Ci si sente imbecilli a seguire le varie televisioni di stato in quest’ultimo periodo: imbecilli e fuori luogo, preda di una giungla di pescecani mediatici che hanno evidentemente deciso che l’Italiano, individuo e collettivo, merita scemenze, protagonisti [sic] mummificati dentro loro stessi, espressioni vampiresche di cantanti sfiatati che continuano a emettere suoni sulle stesse ottave di cinquant’anni fa – e il diaframma non ce la fa, figurarsi l’acuto. Imbarazzante. Come è imbarazzante sentirsi stranieri nel proprio paese dove una gerontocrazia domina incontrastata alla faccia nostra.

Catafalchi retti da busti – probabilmente di cemento per reggere a tanta decadenza – presentano gli stessi programmi, lo stesso format con gli stessi colori, le stesse facce, sorridendo alle stesse battute, con l’impudenza della dimensione post mummificazione in vita perché “noi siamo eterni e voi no”. Il format dell’eternità evidentemente funziona, non si capisce in base a quali pozioni, se nella carrellata dei catafalchi del 2023 esiste un programma condotto da tre squinzie la più giovane delle quali conta 79 primavere, essendo le altre due assai più anziane. Auguro loro il doppio dei loro anni, ma la piantino di ostentare i loro orrori sulla pubblica piazza. O pubblica televisione. Come lor signore vogliano definirla. La seconde serate e i palinsesti informativi meriterebbero una disperazione separata, ma siamo appena all’inizio dell’anno.

Ci sono altre carovane di sempreterni: perennemente in video da un paio di decenni alla conduzione dei soliti programmi, si barcamenano tra i soliti ospiti-concorrenti di format imbarazzanti in cui non vince chi sa di più, ma chi ha più culo agli ordini di un pubblico di geronto-dipendenti da panem et circensem che non riesce ad avvicinarsi alle nuove tecnologie a sufficienza da scoprire che esiste anche altro oltre al solito.

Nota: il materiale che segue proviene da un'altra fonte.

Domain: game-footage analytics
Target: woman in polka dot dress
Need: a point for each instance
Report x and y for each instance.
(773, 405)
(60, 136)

Se qualcuno ha seguito le trasmissione di intrattenimento [sic] legate alla notte di San Silvestro, capirà cosa intendiamo.

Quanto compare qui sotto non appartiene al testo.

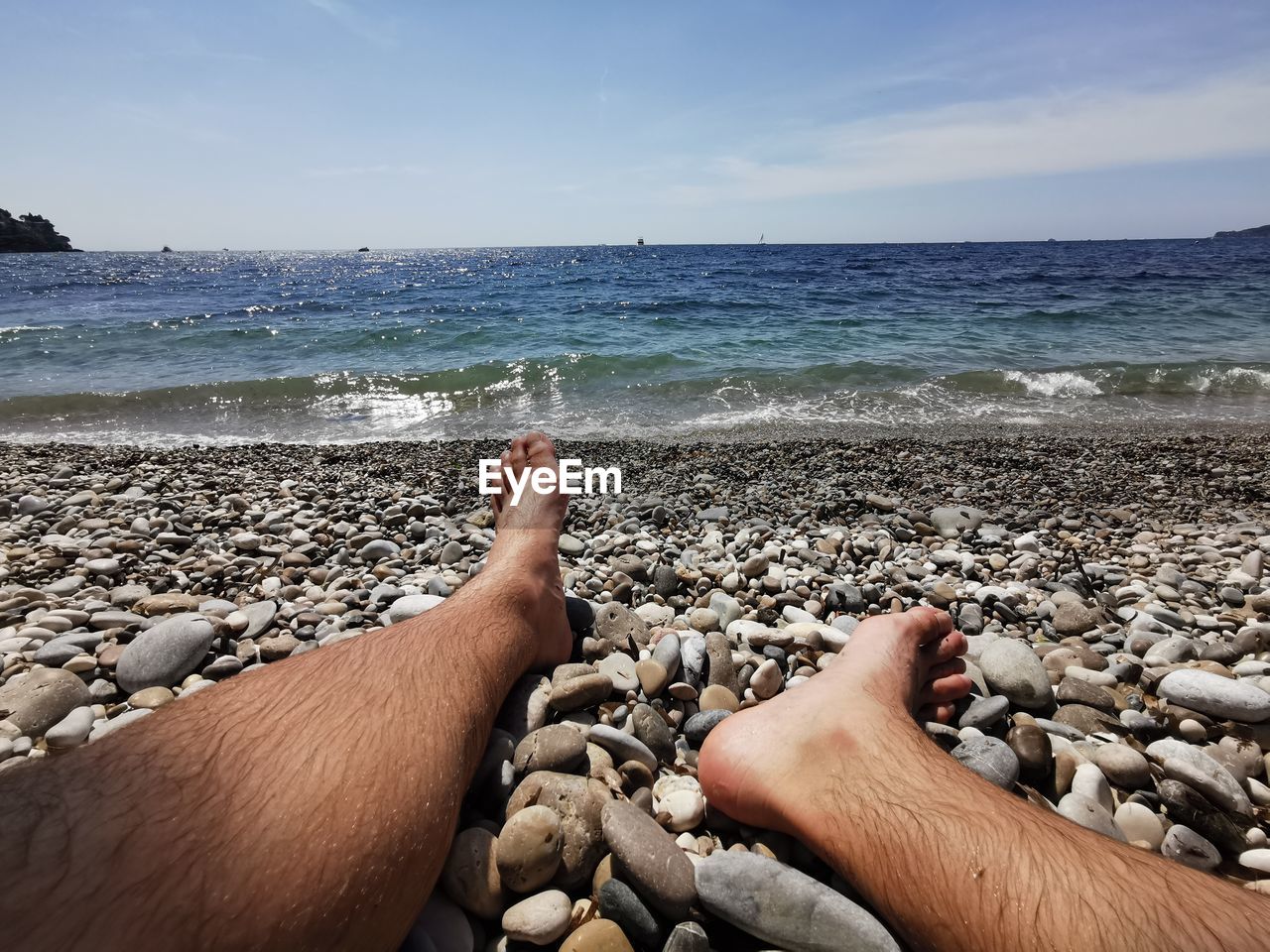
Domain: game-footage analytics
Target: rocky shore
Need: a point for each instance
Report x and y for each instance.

Dunque a parte qualche fiction certamente ben fatta perché quando la Rai – tanto per fare un nome – decide di fare le cose per bene ha mezzi e teste per farlo, il resto sarà indottrinamento: trasmissioni politico-informative che vogliono fare opinione e cercano di farla cambiando rotta ad ogni domanda: che non pretendiate di farvi un’opinione vostra; trasmissioni di inchiesta contestate addirittura al loro interno, oltre che pesantemente da mafie e altri poteri con conduttori sotto scorta; reti che scelgono il taglio giornalistico con un paio di conduttori che definire imbarazzanti è riduttivo, capaci di costruire domande che incorporano almeno due risposte e un ulteriore domanda di senso contrario alla prima.

Ecco, e ci sarebbe ancora moltissimo da dire, un leggerissima carrellata sulle imbarazzanti scelte dell’imprenditoria televisiva di questo paese dove tutto è uguale persino nell’impudenza di riscrivere il presente mentre lo si descrive. I giovani? Dalla televisione scappano, e vai a dargli torto, a meno che non vogliano fama e denaro in poche settimane e allora faranno l’impossibile per finire nel calderone. Quanto alla fruizione di contenuti, l’esodo è iniziato da tempo essendo noto a chiunque che l’Italia non è certamente un paese per giovani. Nemmeno di fronte alla tv.